MPC - Marathon Petroleum: Oil Price Shock Spells Trouble For Refining Margins (Rating Downgrade)

2023-10-09 22:18:06 ET

Summary

  • Marathon Petroleum's profit outlook is waning as refinery spreads fall dramatically on higher oil prices and lower gasoline demand.
  • The recent oil "crack spread" crash threatens to erase most of Marathon's current EBITDA.
  • Marathon's Q3 EPS is expected to be high due to the elevated crack spread over the summer, but as prices stand today, its Q4 EPS may be near zero.
  • The precarious situation in the Middle East combined with low US SPR reserves threatens to dramatically increase oil prices, while recession strains could lower gasoline demand.
  • Marathon may still have long-term "high" potential, but its long-term value may also be doubtful if it fails to earn a high FCF over the next three years.

Over most of the past year, I have held a bullish view of most oil refining companies, given the prolonged increase in refining profit margin spreads. I published my long-term bullish take on Marathon Petroleum ( MPC ) in August. My fundamental view is that a lack of investment in the refinery business is leading to declines in gasoline production capacity in the US (and most developed countries). As a result, gasoline and diesel prices are typically rising faster than oil prices, greatly benefiting the EPS outlook for Marathon.

However, as discussed more recently regarding Phillips 66 ( PSX ), I've downgraded my view on refiners due to the recent oil crash " in the "crack spread." As such, it is likely an excellent time to look closely at Marathon, considering its stock remains generally high. However, its profit outlook is waning as refinery spreads fall. Marathon's situation differs from Phillip's 66 in many ways due to differences in its business model, balance sheet, and stock valuation. Further, the problem facing oil prices shifted dramatically over the weekend due to the situation in Israel. While all relevant information regarding that situation (regarding oil) remains vague, I would not speculate intensely on its potential; it certainly adds upward pressure on oil.

A sizeable potential oil price increase could be very bearish for refiners such as Marathon, particularly if prices rise enough that gasoline demand declines. The lack of US Strategic Petroleum Reserve inventories exacerbates this risk, as that reserve was intended for sizeable geopolitical-related production cuts. Overall, investors can expect increased volatility in the oil and gas markets, potentially leading to downside risks for Marathon Petroleum, depending on how we calculate its forward valuation.

Marathon Income Outlook for Q3 and Q4

For the most part, refineries benefit from predictable and calm energy markets, where oil supplies and gasoline demand do not change too quickly. My long-term view remains that Marathon and its peers may benefit from lower competition due to a lack of refinery investments today.
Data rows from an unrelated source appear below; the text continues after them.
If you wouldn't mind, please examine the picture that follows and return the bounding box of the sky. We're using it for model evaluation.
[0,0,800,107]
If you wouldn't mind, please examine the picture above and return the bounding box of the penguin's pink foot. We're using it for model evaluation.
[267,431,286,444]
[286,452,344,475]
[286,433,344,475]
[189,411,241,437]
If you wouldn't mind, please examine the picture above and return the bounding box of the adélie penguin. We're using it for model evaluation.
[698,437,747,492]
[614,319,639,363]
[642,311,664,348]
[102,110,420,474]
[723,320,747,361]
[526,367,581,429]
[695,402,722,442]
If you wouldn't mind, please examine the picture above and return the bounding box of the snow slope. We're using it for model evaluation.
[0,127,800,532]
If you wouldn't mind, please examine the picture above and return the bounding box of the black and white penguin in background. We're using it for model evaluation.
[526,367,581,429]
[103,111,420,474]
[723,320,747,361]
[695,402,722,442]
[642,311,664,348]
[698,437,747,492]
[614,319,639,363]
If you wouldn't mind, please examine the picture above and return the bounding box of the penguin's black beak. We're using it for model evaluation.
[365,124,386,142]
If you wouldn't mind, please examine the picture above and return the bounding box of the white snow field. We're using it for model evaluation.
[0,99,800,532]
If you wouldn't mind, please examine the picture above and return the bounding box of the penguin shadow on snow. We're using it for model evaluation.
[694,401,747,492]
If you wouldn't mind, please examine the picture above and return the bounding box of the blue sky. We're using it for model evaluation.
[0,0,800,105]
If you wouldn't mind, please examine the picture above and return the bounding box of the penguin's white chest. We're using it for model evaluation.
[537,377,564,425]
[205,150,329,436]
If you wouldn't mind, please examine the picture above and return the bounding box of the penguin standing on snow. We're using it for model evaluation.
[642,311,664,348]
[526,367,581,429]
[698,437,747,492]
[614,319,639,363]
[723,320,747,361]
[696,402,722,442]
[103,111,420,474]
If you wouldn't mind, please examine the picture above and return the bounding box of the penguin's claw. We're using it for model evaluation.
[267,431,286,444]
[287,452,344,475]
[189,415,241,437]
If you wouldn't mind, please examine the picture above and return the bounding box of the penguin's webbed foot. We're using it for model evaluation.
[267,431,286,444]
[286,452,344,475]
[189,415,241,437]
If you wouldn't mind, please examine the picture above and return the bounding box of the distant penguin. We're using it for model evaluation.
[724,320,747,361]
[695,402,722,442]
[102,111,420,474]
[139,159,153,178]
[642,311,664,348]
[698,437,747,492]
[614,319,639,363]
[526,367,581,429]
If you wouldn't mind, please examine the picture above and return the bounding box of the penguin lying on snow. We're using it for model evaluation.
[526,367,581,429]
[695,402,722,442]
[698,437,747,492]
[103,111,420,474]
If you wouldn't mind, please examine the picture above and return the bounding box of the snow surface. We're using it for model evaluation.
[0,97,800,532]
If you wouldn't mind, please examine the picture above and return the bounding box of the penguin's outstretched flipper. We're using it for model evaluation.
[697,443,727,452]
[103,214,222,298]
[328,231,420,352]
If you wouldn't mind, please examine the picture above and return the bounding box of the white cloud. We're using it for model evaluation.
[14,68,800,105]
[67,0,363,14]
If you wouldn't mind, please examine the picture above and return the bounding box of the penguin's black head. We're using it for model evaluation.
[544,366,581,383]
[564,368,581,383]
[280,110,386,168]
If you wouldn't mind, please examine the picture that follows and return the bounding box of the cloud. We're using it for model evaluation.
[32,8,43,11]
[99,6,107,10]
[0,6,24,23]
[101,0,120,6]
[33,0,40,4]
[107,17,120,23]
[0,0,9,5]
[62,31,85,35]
That said, the short-term outlook has changed as volatility mounts, raising pressure on oil prices against gasoline. See below:

Data by YCharts

The first half of 2023 was quiet for energy markets after a volatile 2022. However, oil has risen dramatically in value since July to around $87 per barrel today. Oil prices declined last week but erased most of those gains Monday morning as the outlook for some oil supplies became threatened . Gasoline initially rose with oil over the summer but crashed since August as the demand outlook for gasoline slipped. Marathon has retained much of its value, but the differing trends between oil and gasoline threaten its capacity to earn an income. The "crack spread" is measured as the spread between gasoline and heating oil vs. crude oil has crashed, particularly for the gasoline spread. See below:

Data by YCharts

The heating oil spread remains high today, but the RBOB gasoline spread is back in its previous range. It is also falling very quickly as gasoline declines and crude oil increases, making it more difficult for Marathon Petroleum to earn a steady profit.

Luckily, Marathon publishes its expected EBITDA sensitivity to changes in the crack spread. See its most recent analysis below:

Marathon Petrol. Crack Spread Sensitivity (MPC 10-Q Q2. 2023)

Since the end of June, the blended crack spread has declined from a Q2 average of ~$32/barrel to ~$19/barrel today. That figure is a combination of the gasoline and heating oil spreads above. All else being equal, this $12/barrel decline in the spread equates to an expected EBITDA change of -$12.96 annualized ($3.24B quarterly). Sour and sweet oil differentials have only changed marginally over this period. Natural gas has also hardly changed, so the shift in the blended crack spread is likely the only significant factor impacting Marathon's refining margins.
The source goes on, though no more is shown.